Vi la película hace muchos años. Es un viejo western de John Ford. En español lo titularon Centauros del Desierto. El vaquero rescata a su sobrina, huérfana, secuestrada por los indios. La última escena es mítica: John Wayne regresa al rancho, con la niña en brazos; la menor vejada, humillada, maltratada, pero viva. La entrega a su familia. Y se aleja, caminando por el desierto.
Tengo en brazos a mi sobrino. Han querido herir sus derechos de menor. Entes extraños han hincado sus colmillos sobre nosotros. No, contra los niños no. No se vale. La triste naturaleza humana. Y el dolor. Y el perdón. El sufrimiento que se comparte como forma del conocimiento. El sufrimiento como la más alta escala del amor.

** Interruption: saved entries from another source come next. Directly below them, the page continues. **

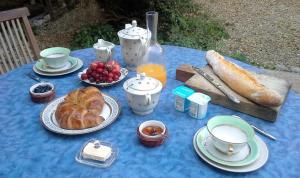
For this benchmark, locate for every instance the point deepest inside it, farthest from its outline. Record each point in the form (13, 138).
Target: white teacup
(229, 133)
(104, 50)
(55, 57)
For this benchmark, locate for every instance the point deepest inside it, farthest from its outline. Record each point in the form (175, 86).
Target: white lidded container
(198, 105)
(142, 93)
(134, 41)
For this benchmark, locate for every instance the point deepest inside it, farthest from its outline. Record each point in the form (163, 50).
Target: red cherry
(105, 73)
(99, 70)
(100, 65)
(89, 71)
(110, 75)
(94, 74)
(115, 78)
(109, 80)
(114, 71)
(84, 76)
(108, 67)
(117, 67)
(91, 79)
(118, 73)
(93, 66)
(97, 76)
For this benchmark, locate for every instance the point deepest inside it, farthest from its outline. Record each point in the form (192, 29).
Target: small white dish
(75, 68)
(198, 105)
(260, 162)
(124, 73)
(241, 155)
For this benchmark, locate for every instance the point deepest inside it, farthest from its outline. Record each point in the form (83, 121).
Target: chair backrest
(18, 45)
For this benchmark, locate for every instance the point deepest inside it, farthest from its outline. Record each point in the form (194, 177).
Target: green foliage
(181, 22)
(242, 57)
(86, 37)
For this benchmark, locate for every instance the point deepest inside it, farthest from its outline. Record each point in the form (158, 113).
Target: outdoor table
(29, 150)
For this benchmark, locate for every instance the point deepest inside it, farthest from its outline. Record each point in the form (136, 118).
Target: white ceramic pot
(142, 93)
(134, 41)
(229, 133)
(104, 50)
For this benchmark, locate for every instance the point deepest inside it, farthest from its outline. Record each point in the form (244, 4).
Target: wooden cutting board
(186, 74)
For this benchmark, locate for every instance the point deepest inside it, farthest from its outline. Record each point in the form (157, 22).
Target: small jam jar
(149, 139)
(41, 97)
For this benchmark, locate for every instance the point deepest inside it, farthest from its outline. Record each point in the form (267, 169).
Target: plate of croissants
(81, 111)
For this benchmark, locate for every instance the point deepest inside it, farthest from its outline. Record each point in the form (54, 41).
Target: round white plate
(73, 69)
(41, 66)
(123, 71)
(262, 159)
(110, 112)
(241, 155)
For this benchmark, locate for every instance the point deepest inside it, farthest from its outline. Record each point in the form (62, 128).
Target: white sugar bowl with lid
(104, 50)
(142, 93)
(134, 41)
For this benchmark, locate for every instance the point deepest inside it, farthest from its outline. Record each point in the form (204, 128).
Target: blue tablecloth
(29, 150)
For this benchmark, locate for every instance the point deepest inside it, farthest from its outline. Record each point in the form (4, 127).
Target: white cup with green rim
(55, 57)
(229, 133)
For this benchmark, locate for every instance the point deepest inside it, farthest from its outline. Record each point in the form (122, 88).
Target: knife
(216, 84)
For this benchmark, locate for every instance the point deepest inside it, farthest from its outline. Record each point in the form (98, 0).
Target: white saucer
(261, 160)
(73, 69)
(241, 155)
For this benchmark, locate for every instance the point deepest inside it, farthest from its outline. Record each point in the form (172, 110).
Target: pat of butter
(100, 153)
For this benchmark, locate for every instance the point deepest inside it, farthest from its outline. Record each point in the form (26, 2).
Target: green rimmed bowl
(249, 159)
(230, 134)
(55, 57)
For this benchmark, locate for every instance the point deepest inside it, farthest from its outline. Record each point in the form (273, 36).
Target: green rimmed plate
(77, 67)
(41, 65)
(250, 158)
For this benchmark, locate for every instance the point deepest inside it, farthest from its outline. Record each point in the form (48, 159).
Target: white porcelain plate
(71, 70)
(241, 155)
(123, 71)
(41, 65)
(110, 113)
(261, 160)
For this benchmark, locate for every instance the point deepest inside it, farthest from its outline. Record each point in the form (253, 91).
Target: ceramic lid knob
(141, 84)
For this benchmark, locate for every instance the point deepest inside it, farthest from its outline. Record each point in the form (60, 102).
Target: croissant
(80, 109)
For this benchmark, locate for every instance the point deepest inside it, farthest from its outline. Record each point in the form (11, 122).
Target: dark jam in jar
(152, 130)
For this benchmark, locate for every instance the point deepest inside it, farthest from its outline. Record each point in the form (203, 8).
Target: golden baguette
(242, 81)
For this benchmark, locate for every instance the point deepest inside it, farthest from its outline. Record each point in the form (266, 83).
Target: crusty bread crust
(242, 81)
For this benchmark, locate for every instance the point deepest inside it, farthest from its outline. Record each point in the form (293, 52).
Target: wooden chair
(18, 45)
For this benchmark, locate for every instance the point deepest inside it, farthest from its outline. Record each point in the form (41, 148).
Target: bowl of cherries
(103, 73)
(42, 92)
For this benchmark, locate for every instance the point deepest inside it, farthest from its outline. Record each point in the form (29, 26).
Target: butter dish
(97, 153)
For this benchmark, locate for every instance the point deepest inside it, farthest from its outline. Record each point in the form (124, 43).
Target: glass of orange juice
(157, 71)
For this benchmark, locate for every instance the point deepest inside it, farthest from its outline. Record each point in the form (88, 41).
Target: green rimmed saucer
(250, 158)
(41, 65)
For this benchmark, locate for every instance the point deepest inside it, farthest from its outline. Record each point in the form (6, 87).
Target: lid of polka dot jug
(141, 84)
(132, 31)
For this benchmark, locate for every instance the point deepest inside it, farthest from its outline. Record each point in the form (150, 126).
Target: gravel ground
(61, 31)
(267, 32)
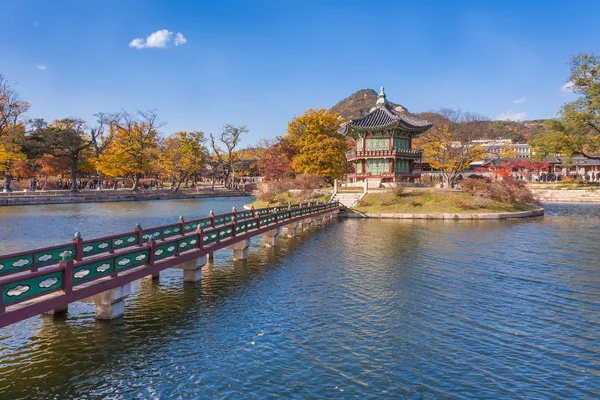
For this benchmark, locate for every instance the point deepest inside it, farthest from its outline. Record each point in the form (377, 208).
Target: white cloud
(511, 116)
(567, 87)
(180, 39)
(159, 39)
(137, 43)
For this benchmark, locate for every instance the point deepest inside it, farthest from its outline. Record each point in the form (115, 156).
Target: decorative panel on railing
(267, 219)
(151, 235)
(16, 264)
(131, 259)
(245, 215)
(165, 250)
(93, 270)
(187, 243)
(31, 287)
(53, 255)
(171, 230)
(89, 248)
(125, 241)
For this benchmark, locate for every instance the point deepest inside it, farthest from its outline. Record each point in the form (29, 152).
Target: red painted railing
(410, 153)
(78, 276)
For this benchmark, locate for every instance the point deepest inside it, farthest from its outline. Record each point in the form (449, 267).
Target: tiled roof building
(383, 144)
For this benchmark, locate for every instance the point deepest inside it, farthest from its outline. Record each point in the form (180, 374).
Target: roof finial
(381, 99)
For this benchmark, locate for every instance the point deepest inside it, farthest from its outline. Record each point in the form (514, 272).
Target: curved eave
(404, 125)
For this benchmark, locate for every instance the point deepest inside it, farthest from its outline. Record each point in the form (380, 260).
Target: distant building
(576, 165)
(383, 150)
(495, 147)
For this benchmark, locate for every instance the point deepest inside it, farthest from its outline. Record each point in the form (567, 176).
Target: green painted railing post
(181, 225)
(78, 246)
(139, 232)
(200, 236)
(67, 267)
(152, 245)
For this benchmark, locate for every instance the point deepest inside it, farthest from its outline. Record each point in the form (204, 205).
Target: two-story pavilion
(383, 144)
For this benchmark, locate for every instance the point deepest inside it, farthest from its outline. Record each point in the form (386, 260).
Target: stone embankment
(104, 196)
(447, 216)
(567, 196)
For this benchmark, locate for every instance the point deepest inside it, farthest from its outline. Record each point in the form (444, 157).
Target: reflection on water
(356, 309)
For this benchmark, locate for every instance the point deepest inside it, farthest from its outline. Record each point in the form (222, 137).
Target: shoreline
(110, 197)
(538, 212)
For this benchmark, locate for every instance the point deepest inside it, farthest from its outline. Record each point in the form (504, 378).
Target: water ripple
(357, 309)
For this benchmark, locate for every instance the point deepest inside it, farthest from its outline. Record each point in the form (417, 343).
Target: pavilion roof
(383, 116)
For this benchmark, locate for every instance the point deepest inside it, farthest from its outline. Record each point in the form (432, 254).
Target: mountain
(360, 104)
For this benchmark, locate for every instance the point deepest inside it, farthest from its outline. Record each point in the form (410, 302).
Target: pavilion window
(377, 166)
(402, 166)
(401, 143)
(378, 144)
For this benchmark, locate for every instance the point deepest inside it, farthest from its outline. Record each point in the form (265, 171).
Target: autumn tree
(132, 150)
(227, 158)
(275, 162)
(318, 147)
(577, 131)
(450, 147)
(12, 126)
(182, 154)
(65, 139)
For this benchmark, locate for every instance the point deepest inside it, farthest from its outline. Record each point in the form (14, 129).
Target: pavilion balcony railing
(366, 175)
(409, 153)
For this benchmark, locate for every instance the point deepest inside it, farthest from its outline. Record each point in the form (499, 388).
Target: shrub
(277, 191)
(398, 189)
(507, 190)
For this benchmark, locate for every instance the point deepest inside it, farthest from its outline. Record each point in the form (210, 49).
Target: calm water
(357, 309)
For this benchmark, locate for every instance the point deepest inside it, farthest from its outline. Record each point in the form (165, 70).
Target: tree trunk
(74, 162)
(136, 182)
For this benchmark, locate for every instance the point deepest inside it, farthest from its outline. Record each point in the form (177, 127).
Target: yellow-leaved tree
(132, 150)
(318, 147)
(182, 154)
(12, 128)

“No veo tío”. Pues es natural: te untaron vaselina en los ojos, para que no se te irriten si los abres en la operación. “No siento los dedos, tío”. Pues es obvio: están apretados por la venda. Pero te los palpo, y sientes mi mano, mi calor.

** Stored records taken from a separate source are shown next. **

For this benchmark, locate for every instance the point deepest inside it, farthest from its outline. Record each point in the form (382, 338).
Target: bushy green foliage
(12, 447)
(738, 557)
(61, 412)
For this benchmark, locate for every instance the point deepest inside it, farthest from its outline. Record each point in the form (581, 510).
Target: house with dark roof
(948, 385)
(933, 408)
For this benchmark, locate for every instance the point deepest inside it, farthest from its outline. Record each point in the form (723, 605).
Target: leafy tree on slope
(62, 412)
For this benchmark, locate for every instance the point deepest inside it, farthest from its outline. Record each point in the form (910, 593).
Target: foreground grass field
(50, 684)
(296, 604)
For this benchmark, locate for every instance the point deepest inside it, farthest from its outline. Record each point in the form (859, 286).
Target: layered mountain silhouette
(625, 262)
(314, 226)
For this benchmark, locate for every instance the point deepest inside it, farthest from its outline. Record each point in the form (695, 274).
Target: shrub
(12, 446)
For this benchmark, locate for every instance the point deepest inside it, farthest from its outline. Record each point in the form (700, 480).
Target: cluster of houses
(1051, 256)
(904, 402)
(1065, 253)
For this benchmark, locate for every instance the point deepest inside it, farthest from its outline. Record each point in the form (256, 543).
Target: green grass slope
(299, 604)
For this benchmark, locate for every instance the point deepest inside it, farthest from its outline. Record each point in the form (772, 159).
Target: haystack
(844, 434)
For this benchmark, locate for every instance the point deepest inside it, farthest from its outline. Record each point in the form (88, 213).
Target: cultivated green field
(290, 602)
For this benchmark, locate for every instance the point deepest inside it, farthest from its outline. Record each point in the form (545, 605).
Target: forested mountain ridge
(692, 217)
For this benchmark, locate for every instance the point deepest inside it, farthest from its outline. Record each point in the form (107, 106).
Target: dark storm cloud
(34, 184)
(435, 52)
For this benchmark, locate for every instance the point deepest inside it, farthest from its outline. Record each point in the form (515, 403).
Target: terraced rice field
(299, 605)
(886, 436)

Bajo al primer piso del hospital. Es media noche. Los pasillos solitarios. Entro a una pequeña capilla. Un hombre viejo, abatido, en una banca, habla por su celular: “¿y cómo habría de apartarme de ella si la amo? ¿Cómo no atenderla en sus últimos momentos si yo la elegí como mi compañera de vida?”.
Cuelga y llora. Me siento a su lado. Juntos, mirándonos como dos desconocidos, buscamos las mismas respuestas. Él también carga en sus brazos a esa mujer que no conozco, pero que es mi prójimo. Igual yo soy su prójimo; compartimos el mismo dolor.

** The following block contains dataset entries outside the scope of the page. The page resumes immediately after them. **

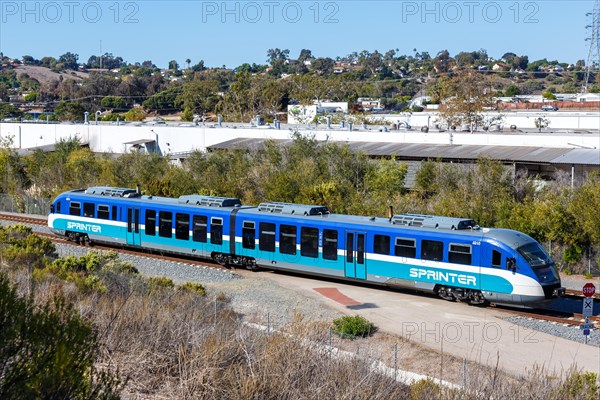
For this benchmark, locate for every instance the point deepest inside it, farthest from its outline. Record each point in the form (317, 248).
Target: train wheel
(446, 293)
(219, 258)
(477, 299)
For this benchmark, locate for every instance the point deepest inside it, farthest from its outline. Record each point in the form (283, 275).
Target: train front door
(356, 263)
(133, 226)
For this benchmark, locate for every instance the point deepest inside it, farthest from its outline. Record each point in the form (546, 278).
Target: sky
(233, 32)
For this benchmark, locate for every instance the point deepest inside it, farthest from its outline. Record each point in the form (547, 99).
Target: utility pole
(593, 61)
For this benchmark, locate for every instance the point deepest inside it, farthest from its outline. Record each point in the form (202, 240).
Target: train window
(405, 248)
(75, 208)
(381, 244)
(287, 239)
(460, 254)
(199, 230)
(216, 230)
(103, 212)
(329, 244)
(88, 210)
(165, 224)
(496, 259)
(309, 242)
(360, 248)
(432, 250)
(182, 226)
(349, 247)
(266, 239)
(150, 222)
(248, 235)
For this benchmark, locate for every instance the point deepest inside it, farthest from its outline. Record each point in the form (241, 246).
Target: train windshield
(540, 262)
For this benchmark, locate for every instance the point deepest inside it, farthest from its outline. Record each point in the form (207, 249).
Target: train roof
(303, 212)
(127, 193)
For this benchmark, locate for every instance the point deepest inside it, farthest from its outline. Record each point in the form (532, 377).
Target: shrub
(353, 326)
(425, 389)
(49, 351)
(193, 288)
(135, 114)
(161, 281)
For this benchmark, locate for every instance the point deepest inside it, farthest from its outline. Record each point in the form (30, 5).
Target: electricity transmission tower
(593, 61)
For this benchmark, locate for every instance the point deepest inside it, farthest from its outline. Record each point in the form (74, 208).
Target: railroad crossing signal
(589, 289)
(587, 326)
(588, 307)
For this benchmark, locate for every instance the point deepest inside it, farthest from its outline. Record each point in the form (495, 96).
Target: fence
(24, 204)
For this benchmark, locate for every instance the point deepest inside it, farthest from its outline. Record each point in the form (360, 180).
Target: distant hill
(43, 74)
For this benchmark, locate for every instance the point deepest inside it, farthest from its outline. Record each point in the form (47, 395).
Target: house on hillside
(588, 97)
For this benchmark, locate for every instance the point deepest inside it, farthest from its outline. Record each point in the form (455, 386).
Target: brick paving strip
(335, 295)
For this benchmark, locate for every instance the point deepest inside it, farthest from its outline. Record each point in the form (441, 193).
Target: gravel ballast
(569, 332)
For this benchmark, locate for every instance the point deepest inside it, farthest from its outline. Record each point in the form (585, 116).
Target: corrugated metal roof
(546, 155)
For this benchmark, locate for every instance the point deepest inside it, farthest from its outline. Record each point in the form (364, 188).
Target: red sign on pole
(589, 289)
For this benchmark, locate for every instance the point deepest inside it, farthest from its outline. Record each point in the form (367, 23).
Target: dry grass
(174, 344)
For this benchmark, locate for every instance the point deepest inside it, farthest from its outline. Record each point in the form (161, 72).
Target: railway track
(22, 219)
(546, 315)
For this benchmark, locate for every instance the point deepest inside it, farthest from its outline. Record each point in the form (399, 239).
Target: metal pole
(395, 360)
(330, 343)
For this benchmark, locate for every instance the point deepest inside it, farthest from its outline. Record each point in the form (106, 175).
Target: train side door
(356, 263)
(133, 226)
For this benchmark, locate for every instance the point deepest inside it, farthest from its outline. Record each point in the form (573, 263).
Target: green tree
(173, 65)
(200, 96)
(69, 61)
(512, 90)
(69, 111)
(472, 96)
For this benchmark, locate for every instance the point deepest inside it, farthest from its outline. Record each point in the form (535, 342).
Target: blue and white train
(451, 257)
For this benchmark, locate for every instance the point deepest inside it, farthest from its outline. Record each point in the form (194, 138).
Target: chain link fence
(24, 204)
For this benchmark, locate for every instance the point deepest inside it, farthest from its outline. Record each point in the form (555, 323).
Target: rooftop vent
(209, 201)
(112, 192)
(290, 208)
(434, 222)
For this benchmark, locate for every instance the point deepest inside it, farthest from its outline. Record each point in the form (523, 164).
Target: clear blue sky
(230, 33)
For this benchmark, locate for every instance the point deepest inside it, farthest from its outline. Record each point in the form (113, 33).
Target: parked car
(549, 107)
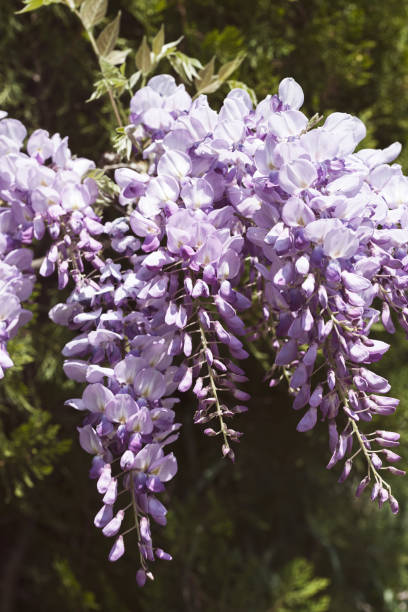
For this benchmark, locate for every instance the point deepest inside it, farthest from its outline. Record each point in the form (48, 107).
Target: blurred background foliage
(275, 532)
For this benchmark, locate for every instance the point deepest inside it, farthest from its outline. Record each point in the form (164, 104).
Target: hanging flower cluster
(248, 225)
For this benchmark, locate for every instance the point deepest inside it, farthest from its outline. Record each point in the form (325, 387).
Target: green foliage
(77, 599)
(274, 533)
(297, 589)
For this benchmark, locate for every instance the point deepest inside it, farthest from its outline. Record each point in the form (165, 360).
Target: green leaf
(33, 5)
(227, 69)
(185, 66)
(117, 56)
(158, 41)
(205, 76)
(143, 60)
(107, 39)
(92, 12)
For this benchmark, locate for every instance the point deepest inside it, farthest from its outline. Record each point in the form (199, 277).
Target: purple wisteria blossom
(248, 226)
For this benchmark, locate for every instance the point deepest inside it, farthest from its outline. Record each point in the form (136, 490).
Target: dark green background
(256, 536)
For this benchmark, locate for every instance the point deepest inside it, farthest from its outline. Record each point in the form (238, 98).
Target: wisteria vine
(244, 226)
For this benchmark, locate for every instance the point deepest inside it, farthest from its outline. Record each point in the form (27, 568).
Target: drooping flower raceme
(248, 225)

Regreso con mi sobrino. Ahora es él quien palpa mi rostro. Me acaricia mis pómulos, limpia mis lagrimas. “Todo estará bien, tío, no te preocupes, yo estoy bien. De verdad estoy bien”.
No, no soy yo quien carga a mi sobrino entre mis brazos cansados. Es mi sobrino quien me carga a mi. Y me regresa a casa, con los míos, al encuentro de la redención.